Sort of.... say for example you know that $V(\mathbf{r})\approx \alpha(r^2\cos^2\theta +5r\cos\theta-\frac{1}{3}r^2)$, for $r\ll 1$, where $\alpha$ is just some constant, and you are asked to say which Legendre polynomials are present (have non-zero coefficients), and what the values of $A_{\ell}$ are for those terms.

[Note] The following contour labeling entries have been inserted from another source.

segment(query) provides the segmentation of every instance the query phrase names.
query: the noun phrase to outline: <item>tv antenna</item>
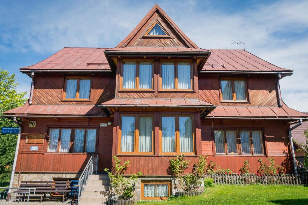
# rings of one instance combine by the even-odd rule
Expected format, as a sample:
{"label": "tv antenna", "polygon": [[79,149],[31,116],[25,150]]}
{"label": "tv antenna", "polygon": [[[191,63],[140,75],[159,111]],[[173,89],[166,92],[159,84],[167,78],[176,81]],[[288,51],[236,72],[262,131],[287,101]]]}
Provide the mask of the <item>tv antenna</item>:
{"label": "tv antenna", "polygon": [[231,44],[237,44],[237,45],[239,45],[241,44],[243,45],[243,47],[244,49],[244,50],[245,50],[245,42],[242,42],[241,41],[232,41],[232,42],[231,42]]}

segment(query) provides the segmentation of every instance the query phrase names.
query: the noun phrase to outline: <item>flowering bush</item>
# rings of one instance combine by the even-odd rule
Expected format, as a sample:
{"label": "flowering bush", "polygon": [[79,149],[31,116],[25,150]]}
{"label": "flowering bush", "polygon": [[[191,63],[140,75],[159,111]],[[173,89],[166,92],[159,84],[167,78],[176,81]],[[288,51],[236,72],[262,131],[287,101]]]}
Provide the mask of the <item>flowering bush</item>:
{"label": "flowering bush", "polygon": [[[184,191],[197,191],[202,183],[201,178],[204,173],[207,158],[199,156],[198,162],[194,165],[192,172],[184,174],[190,161],[185,160],[185,158],[184,156],[181,156],[172,158],[169,163],[169,170]],[[178,191],[177,187],[176,189]]]}
{"label": "flowering bush", "polygon": [[249,163],[248,160],[244,160],[244,164],[243,166],[241,168],[240,170],[238,171],[239,174],[249,174],[250,171],[249,169],[250,168],[250,166],[249,165]]}
{"label": "flowering bush", "polygon": [[108,173],[110,178],[110,186],[111,189],[111,197],[115,199],[129,200],[134,196],[135,186],[138,177],[142,173],[139,171],[137,174],[132,174],[129,178],[123,177],[124,172],[129,166],[130,162],[128,160],[120,165],[121,160],[116,156],[113,156],[115,165],[113,168],[113,173],[106,168],[104,170]]}
{"label": "flowering bush", "polygon": [[276,173],[276,170],[279,170],[280,167],[277,165],[276,167],[275,166],[275,161],[274,158],[267,158],[270,161],[270,164],[267,164],[262,161],[262,160],[259,159],[258,160],[258,161],[260,163],[260,167],[257,172],[261,174],[267,174],[273,175]]}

You would probably start by noticing that the highest power of $\cos\theta$ present is 2, and recognizing that all higher order terms are therefore zero, so you have

$$\begin{array}{ll} V(\mathbf{r})\approx \alpha(r^2\cos^2\theta +5r\cos\theta-\frac{1}{3}r^2) &= \sum_{\ell = 0}^{\infty}A_{\ell}r^{\ell}P_{\ell}(\cos\theta) \\ &= \sum_{\ell = 0}^{2}A_{\ell}r^{\ell}P_{\ell}(\cos\theta) \\ &= A_{2}r^{2}P_{2}(\cos\theta) + A_{1}r^{1}P_{1}(\cos\theta) +A_{0}r^{0}P_{0}(\cos\theta)\end{array}$$

Substituting in for the Legendre polynomials and collecting terms in powers of $\cos(\theta)$ gives you

$$\alpha(r^2\cos^2\theta +5r\cos\theta-\frac{1}{3}r^2) = \frac{3}{2}A_2r^2\cos^2\theta + A_1r\cos\theta + A_0 - \frac{1}{2}A_2r^2$$

Comparing the $\cos^2\theta$ terms gives you $A_2 = \frac{2}{3}\alpha$. Then comparing the $\cos\theta$ terms gives you $A_1 = 5\alpha$. Finally, comparing the constant terms gives you $A_0 = 0$.

11. Jun 14, 2012

### gabbagabbahey

Pretend for a second, that there is no sphere. What would be the potential if all you have is a uniform electric field, say $\mathbf{E}=E_0\hat{z}$? Now pretend, that there is no uniform electric field, what would you expect the potential of a charged metal sphere to look like at great distances?

12. Jun 21, 2012

### mateomy

Sorry I didn't see any of this. Finals finished. Needless to say I was raked by a question using the ideas above. Still interested in figuring it out though.

If there were no electric field I would expect the potential to go to zero. In a uniform electric field $E_0 z$ I would expect the potential to go to "just" the value of the electric field at great distances.

Last edited: Jun 21, 2012
13. Jun 21, 2012

### gabbagabbahey

At infinity yes. But what about slightly closer than that (but still far away)?

You mean you would expect it to go to $E_0 z$ since $\mathbf{E}=-\mathbf{\nabla}(E_0 z) = E_o\mathbf{\hat{z}}$, right?